College of First Clinical Medicine, Shandong University of Traditional Chinese Medicine, Nr. 16369, Jingshi Road, Jinan, Shandong, China.
Department of Joint Oncology Orthopedics, Affiliated Hospital of Shandong Traditional Chinese Medicine University, Nr. 16369, Jingshi Road, Jinan, Shandong, China.
Clin Rheumatol. 2024 Aug;43(8):2391-2402. doi: 10.1007/s10067-024-07027-x. Epub 2024 Jun 14.
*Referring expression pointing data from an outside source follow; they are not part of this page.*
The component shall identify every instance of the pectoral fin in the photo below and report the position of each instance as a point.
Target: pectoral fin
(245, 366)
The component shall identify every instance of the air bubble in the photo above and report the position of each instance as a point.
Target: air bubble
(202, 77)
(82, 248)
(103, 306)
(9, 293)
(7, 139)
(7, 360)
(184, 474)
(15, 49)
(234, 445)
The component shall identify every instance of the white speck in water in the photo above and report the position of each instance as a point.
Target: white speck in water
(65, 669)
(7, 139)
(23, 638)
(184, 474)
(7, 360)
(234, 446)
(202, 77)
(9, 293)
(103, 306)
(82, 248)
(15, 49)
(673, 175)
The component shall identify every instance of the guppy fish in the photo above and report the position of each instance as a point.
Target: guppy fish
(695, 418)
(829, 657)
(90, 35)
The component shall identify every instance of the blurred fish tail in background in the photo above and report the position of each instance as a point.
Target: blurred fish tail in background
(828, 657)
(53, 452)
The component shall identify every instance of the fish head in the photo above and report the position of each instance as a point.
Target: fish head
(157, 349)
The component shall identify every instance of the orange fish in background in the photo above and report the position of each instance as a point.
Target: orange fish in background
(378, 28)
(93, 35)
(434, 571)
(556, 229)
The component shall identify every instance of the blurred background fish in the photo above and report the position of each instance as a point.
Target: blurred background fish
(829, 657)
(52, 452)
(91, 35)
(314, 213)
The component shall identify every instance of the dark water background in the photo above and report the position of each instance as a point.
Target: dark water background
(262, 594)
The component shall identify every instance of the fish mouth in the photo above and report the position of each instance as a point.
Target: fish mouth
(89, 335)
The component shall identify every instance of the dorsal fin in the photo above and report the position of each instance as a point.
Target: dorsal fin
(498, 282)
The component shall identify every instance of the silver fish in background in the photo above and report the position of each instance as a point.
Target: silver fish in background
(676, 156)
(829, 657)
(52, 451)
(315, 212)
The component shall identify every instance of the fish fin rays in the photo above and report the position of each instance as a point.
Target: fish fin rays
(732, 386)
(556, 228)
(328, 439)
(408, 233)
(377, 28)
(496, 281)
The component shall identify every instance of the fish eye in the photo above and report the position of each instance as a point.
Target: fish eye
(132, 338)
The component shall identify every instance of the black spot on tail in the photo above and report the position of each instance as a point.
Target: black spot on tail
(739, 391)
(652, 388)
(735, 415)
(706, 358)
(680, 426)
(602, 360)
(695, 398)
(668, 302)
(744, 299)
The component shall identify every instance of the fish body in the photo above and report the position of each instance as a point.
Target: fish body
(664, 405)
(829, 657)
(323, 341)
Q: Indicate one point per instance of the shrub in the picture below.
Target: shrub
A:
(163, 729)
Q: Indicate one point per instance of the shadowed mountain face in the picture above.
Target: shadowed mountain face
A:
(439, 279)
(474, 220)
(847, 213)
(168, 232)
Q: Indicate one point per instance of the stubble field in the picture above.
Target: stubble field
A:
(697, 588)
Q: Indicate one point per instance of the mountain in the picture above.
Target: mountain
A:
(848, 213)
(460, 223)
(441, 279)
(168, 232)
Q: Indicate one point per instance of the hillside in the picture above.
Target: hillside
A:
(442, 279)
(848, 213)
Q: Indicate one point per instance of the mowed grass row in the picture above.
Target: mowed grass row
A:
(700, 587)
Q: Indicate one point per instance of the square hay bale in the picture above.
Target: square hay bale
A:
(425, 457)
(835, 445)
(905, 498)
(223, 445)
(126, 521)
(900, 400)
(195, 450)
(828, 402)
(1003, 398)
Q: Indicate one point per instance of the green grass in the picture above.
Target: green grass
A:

To explore the effectiveness and safety of upadacitinib for managing axial spondyloarthritis. Four databases (PubMed, EMBASE, Cochrane, and Web of Science) were applied to search randomized controlled trials (RCTs) for assessing upadacitinib treatment for axial spondyloarthritis published until January 2024. Five RCTs involving 1,246 participants were included. The upadacitinib group had significantly higher percentages of participants achieving Assessment of spondyloarthritis international society (ASAS) 20, ASAS40, ASAS partial remission, Bath ankylosing spondylitis disease activity index (BASDAI) 50, Ankylosing Spondylitis Disease Activity Score (ASDAS) low disease activity, ASDAS inactive disease, ASDAS clinically important improvement, and ASDAS major improvement, except for Work Productivity and Activity Impairment (WPAI) absenteeism. Obvious improvements were observed in the upadacitinib group for ASDAS (CRP), BASDAI, Modified BASDAI, Bath Ankylosing Spondylitis Functional Index (BASFI), Canadian Spondyloarthritis Research Consortium (SPARCC) MRI spine, SPARCC MRI sacroiliac joint, Ankylosing Spondylitis Quality of Life (ASQoLS), ASAS Health Index, Bath Ankylosing Spondylitis Metrology Index (BASMI), Maastricht Ankylosing Spondylitis Enthesitis Score (MASES), Total Back Pain, Nocturnal Back Pain, WPAI overall work impairment, WPAI presenteeism, and WPAI activity impairment. Adverse events (AEs) and serious adverse events (SAEs) incidence rates showed no significant difference differ between upadacitinib and placebo groups. Subgroup analysis revealed that disease subtype and age did not significantly affect efficacy, and upadacitinib demonstrated comparable efficacy to adalimumab for axial spondyloarthritis. Upadacitinib exhibited satisfactory efficacy in treating axial spondyloarthritis, reducing disease activity and significantly enhancing patients' physical function, emotional well-being, and social engagement. This meta-analysis offers robust evidence supporting upadacitinib as a new treatment for axial spondyloarthritis patients.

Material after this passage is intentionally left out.